How does a lender determine my income if I am self employed?

How does a lender determine my income if I am self employed?

*Dream America is not a lender, so the following is meant for illustrative purposes (please consult with a CPA, licensed lending professional, or financial professional in regards to any tax, lending, or investment advice).

For those who are self employed, a lender will likely use their past two years tax returns in order to determine qualified income. So what is qualified income? Simply put, qualified income is the net profit (or loss) from a tax return plus or minus any items that are allowed to be added per mortgage guidelines. An underwriter will take the net profit (or loss) from a tax return and add on or subtract allowable items by using schedule C from the return. Examples of items that can be added back in whole or in part are depletion, depreciation, and a cent per mile rate for business miles.

Okay, great. But, how do I tell???

Let's use an example. Suzy Jones comes to you and in your discussion says, " I earn around $69,000 a year and am self-employed." You respond, "That's excellent. Sounds like a solid business. I'd estimate your income to be around $5750 a month. Since you are self employed, a lender will look at prior tax returns in order to determine qualified income and may even require your current P&L." She then responds, "Oh, I am a first time home buyer and not really sure what qualified income is. I do have my tax return info. with me. Any suggestions on how to tell?

3 great ways to estimate what qualified income may be:

1) Take a look at their 1040 U.S Individual Tax Return. Refer to the following sample Tax return for Suzy.


Two things to look at: Line 1- Wages, salaries, tips, etc. For those who are fully self employed this line will be blank. For those who have self-employment and earn wages, note this line will have income which can also be added to line 8 (other income from schedule 1).  For those who are fully self-employed line 9, total income, is a great indicator of what their qualified income may be. 

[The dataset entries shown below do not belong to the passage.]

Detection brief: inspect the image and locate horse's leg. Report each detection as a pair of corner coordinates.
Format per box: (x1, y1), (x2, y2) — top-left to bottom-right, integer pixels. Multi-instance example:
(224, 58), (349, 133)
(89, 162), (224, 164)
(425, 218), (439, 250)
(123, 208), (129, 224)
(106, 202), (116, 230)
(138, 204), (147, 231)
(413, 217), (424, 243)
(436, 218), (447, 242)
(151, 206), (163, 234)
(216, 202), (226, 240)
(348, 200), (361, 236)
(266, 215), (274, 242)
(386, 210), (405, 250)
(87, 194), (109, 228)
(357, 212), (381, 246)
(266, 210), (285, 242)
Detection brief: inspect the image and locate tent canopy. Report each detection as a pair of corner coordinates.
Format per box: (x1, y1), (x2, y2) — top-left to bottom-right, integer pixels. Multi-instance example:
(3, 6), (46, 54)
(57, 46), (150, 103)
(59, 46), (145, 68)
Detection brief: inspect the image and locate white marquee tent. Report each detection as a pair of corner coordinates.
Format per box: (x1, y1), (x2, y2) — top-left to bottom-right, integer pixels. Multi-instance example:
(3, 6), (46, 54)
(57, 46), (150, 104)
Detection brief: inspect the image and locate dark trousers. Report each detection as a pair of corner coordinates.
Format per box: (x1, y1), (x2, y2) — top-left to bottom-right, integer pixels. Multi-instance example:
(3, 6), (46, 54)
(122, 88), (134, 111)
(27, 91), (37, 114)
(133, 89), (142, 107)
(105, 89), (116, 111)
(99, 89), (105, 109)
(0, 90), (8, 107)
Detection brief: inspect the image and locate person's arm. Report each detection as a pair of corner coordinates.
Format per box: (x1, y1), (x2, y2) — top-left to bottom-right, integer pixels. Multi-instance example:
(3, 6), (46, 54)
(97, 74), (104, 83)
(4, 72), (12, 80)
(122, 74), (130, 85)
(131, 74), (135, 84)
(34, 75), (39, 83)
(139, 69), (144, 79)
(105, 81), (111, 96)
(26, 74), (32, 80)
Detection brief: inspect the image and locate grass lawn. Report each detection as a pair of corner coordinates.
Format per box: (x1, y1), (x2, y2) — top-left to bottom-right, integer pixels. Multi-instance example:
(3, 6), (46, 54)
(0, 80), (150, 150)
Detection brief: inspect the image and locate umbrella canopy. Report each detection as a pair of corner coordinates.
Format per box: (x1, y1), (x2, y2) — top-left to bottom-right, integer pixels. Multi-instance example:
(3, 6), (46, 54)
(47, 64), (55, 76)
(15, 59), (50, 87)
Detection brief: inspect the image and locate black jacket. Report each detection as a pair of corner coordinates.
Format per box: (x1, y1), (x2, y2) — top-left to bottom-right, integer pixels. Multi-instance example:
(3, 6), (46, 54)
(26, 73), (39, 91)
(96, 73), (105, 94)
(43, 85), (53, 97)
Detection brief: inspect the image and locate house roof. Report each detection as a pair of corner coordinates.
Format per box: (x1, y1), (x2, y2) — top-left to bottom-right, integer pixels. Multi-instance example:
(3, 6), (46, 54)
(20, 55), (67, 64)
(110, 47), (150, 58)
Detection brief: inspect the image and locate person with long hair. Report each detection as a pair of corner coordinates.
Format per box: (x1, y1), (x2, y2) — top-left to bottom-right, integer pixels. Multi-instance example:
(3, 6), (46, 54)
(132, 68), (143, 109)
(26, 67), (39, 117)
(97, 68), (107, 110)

Remember, Suzy Jones says she earns $69,000 a year. You will find out below why she is not necessarily being untruthful in a little bit. But, in the sample 1040 above, you will see that her other income is $15,988. This number is the baseline number that a lender will use to determine qualified income.If you see it way below $48,000.00, they most likely will not qualify for Dream America.  Suzy's other income (line 8) of $15,988 is no doubt not going to qualify her for Dream America, and most likely a mortgage any time soon either.

 2) Another great way to get a ballpark would be to take a glance at their form 8879. (Example below) This form is the e-file authorization for the IRS. Many will think it is their "return" and only have that document. It is part of the return, but not the entire return that will be required by both Dream America (and any mortgage lender), but it does have some key info on it that is an indication of what their qualified income is. Look at line 1. Suzy's AGI from line 1 is

$14,858. And line 4. Suzy's refund is $5423. Congratulations to Suzy for having a nice refund coming back to her. However, her Adjusted Gross income of $14,858 makes it extremely unlikely that regardless of any items that can be added back into that income will be enough to have her qualified income of $48,000 annual to qualify for Dream America. And, likewise, with that baseline, she is unlikely to be a homeowner anytime soon.

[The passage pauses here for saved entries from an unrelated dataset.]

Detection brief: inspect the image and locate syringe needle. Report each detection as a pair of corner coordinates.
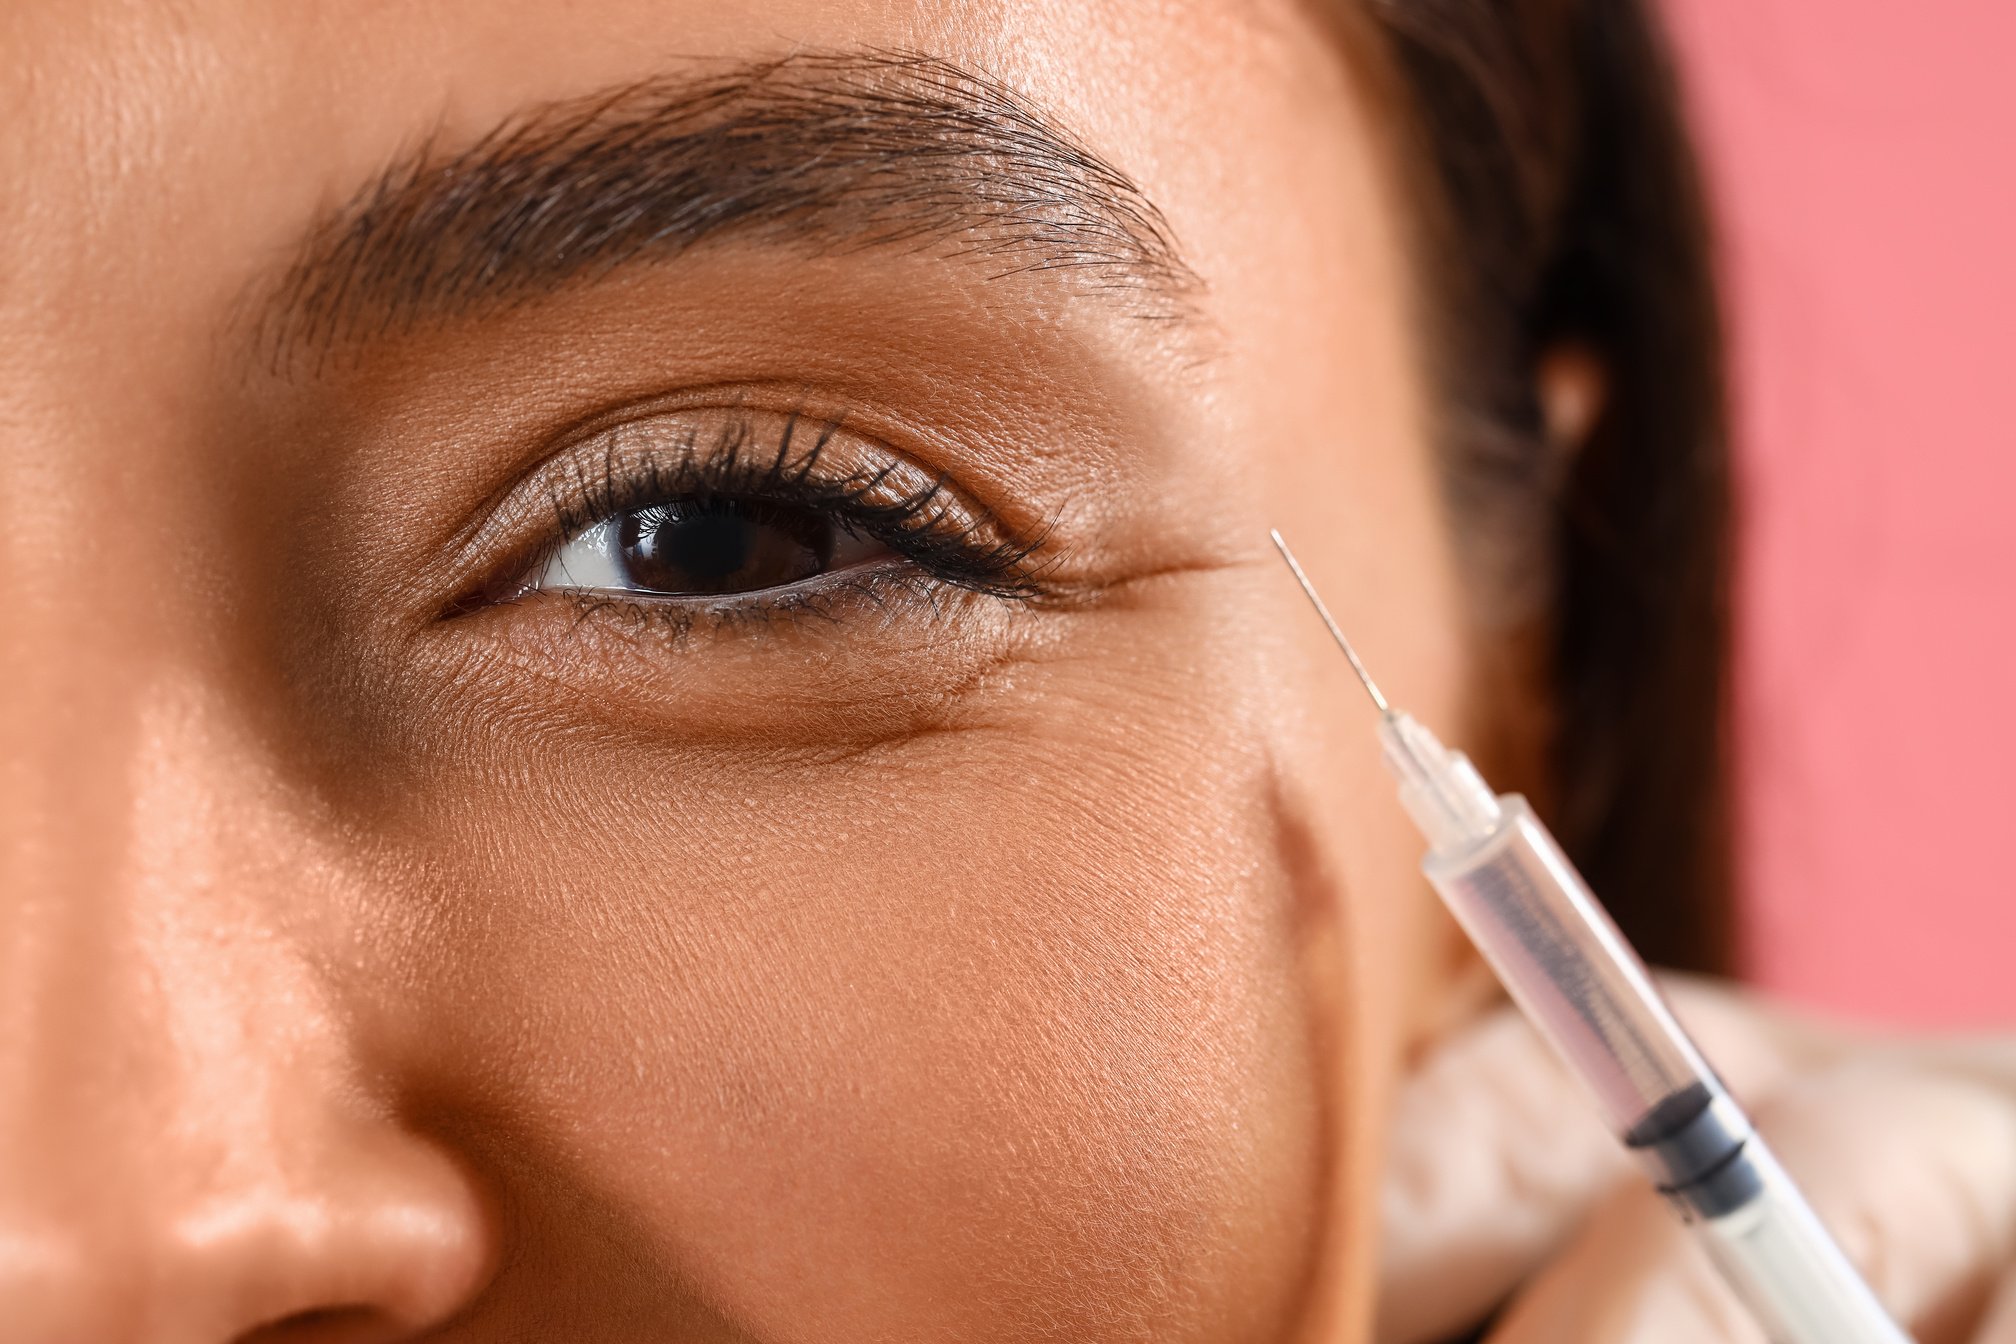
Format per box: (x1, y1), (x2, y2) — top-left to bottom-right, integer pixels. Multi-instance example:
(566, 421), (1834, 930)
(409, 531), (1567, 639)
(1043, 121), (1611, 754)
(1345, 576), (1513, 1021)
(1268, 528), (1392, 716)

3) Another great way to determine qualified income if you have self employment is to  use the Schedule C: Profit or Loss from Business (Example below). For those who are solely self employed, line 31 from their schedule C is a key number. That is the net profit or loss. It is not the end all/ be all because there are items that can be added back in (mileage, depreciation) etc. to determine qualified income. But usually, the amounts that can be added back in are not overly significant. So it is an excellent indicator.


Remember Suzy Jones told us at the beginning that she earns around $69,000 a year. In looking at line 1, Suzy does have $69,208 in gross receipts or sales. Solid gross receipts. But Suzy's expenses are heavy! Her total expenses are $53,220. The key number here is line 31 (net profit or loss). This number is the baseline number to use for qualified income. Please note, it is also the same number as line 8 on the 1040 return (example 1 above). Line 31 for Suzy is

$15,988.00. Suzy believes that her income is $5750 a month, but for housing purposes her income is more like $1333.00 a month. A lender would use that qualified income as a baseline in determining qualified income. Dream America uses those exact same calculations since we are a program designed for those seeking homeownership. Though there are items that can be added/subtracted back into line 31 to determine qualifying income, it is most likely that they are significant enough to equate to $48,000 annual or above.

The best advice anyone could give Suzy would be to consult with her accountant to see where her income needs to be in order to qualify for a mortgage.